The chancellor will get to his feet later today and deliver the government’s spending plans for 2021. Prepare yourself, the figures are not going to be for the faint hearted, as we encounter the worst economic slump in more than 300 years. He is expected to say the financial impact of coronavirus will still be felt in 2024.
Borrowing this year will be close to a cool £400bn and yet it feels like a sideshow, just another disaster to add to everything else going on at the moment. Under Boris Johnson we seem to have become inured to bad news.
The nation is under lockdown from the second wave of coronavirus, as the authorities struggle to contain the spread while planning for mass vaccinations next year that might see a return to something like normality by summer.
The end of the Brexit transition is rushing up to meet us, with a blizzard of warnings coming thick and fast. The Guardian has acquired a confidential Cabinet Office briefing which it says warns that the country is facing the possibility of civil unrest and a “systemic economic crisis”, describing several “notable risks” as “a perfect storm of simultaneous disasters” including the prospect of a bad flu season on top of the medical strains caused by covid.
“Winter 2020 could see a combination of severe flooding, pandemic influenza, a novel emerging infectious disease and coordinated industrial action, against a backdrop of the end of the transition period,” it says, in what looks like an updated and more apocalyptic version of Operation Yellowhammer about to become reality.
According to The Guardian:
“Economic chaos could raise the risks of a breakdown in public order and a national mental health crisis, while reducing the ‘financial levers’ available for the government to respond to other risks, this description of ‘planning assumptions’ warns”.
Food supply chains will be disrupted by “circumstances occurring concurrently at the end of the year” and although there will not be overall food shortages, problems could reduce availability of some fresh supplies and push up prices. I assume by “circumstances” it means government’s refusal to request an extension to the transition period last June.
This follows the French yesterday running a rehearsal in Folkestone of some of the border controls expected in January, which triggered a queue of HGVs stretching back five miles up the M20. Truck drivers were only asked for passports, proof of means, their destination and length of stay, a check which takes up to 70 seconds. In January they will face additional and much longer delays for checks on goods being carried.

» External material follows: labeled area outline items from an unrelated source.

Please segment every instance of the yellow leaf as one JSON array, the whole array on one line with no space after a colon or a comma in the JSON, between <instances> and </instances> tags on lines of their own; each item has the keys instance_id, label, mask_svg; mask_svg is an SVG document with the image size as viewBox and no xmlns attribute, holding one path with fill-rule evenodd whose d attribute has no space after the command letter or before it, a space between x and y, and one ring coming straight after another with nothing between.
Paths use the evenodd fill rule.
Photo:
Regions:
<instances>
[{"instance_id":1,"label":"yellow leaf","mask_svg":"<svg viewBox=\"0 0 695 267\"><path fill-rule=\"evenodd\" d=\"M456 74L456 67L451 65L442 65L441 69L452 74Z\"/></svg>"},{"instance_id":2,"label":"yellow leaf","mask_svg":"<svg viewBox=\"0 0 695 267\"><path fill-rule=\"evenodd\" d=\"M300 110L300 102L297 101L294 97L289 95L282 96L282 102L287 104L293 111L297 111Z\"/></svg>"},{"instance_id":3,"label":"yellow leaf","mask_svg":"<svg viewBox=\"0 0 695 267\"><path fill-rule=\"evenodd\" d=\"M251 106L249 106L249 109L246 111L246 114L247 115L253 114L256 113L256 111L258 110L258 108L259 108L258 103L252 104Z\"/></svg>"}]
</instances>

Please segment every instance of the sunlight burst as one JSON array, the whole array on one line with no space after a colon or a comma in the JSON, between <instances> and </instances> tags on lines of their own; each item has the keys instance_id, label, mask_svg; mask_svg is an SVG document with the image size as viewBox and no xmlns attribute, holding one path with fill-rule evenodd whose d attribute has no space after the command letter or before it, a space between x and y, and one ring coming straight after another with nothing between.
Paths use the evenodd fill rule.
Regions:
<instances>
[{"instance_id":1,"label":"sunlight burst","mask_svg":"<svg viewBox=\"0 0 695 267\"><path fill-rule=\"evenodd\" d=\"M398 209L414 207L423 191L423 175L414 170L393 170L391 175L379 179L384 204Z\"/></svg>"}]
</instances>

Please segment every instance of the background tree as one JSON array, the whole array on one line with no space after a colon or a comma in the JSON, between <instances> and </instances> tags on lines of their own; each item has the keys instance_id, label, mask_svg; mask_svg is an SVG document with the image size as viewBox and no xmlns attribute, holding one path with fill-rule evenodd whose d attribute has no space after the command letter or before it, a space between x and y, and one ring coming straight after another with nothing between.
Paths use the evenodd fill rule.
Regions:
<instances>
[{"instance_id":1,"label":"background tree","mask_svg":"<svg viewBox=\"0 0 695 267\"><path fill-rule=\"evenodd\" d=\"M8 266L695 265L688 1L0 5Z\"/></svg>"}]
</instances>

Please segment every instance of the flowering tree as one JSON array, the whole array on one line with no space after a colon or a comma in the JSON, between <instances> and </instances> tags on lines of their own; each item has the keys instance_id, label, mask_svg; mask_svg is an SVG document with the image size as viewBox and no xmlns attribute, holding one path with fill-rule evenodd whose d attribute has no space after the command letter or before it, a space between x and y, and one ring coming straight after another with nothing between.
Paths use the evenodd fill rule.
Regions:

Hauliers are claiming there will also be ‘mayhem’ at the Holyhead port when the Brexit transition period ends. Holyhead is the second biggest ‘roll-on roll-off’ port in the UK after Dover, carrying 1,200 lorries and trailers a day across the Irish Sea.
The Irish Road Haulage Association (IRHA) said the first six months of 2021 would be “terrible” as the port is not ready to cope with the change
The Society of Motor Manufacturers and Traders (SMMT) says a no-deal Brexit would cost the UK car industry £55bn over five years, and even a ‘bare bones’ Canada-style deal disrupting EU wide supply chains would mean a £14bn hit.
The PPE scandal also rumbles on, with 11,000 containers full of PPE now blocking the port of Felixstowe at a cost of £1m per day. The National Audit Office says a lack of a stockpiled supplies when the pandemic broke forced the government to spend £10bn more than it needed to, because the kit was purchased at “substantially” higher prices because of very high global demand.
This expensive PPE, much of it purchased through single bidder contracts from inexperienced companies with political connections, is now blocking Britain’s biggest container port threatening deliveries of Christmas goods to retailers.
Local authorities are now talking openly of insolvency risks unless there are unprecedented cuts to services next year.
Meanwhile, Bank of England governor Andrew Bailey says a no-deal Brexit would be ‘worse than Covid’, while the City of London makes a late scramble to limit Brexit disruption as companies and regulators try to adapt, despite a lack of clarity on EU market access next year.
In normal times any of these stories would dominate the headlines for weeks, but in 2020 they come and go almost unnoticed. Scandals involving government ministers that would have been resigning matters previously now barely raise an eyebrow.
On 31 January 2020, Britain formally left the EU and the prime minister addressed the nation, telling us, “This is the moment when the dawn breaks and the curtain goes up on a new act in our great national drama”.
It all went downhill from there and it turns out the great national drama called Operation Yellowhammer is being played out as a black comedy, with the curtain falling on Act One at the end of December.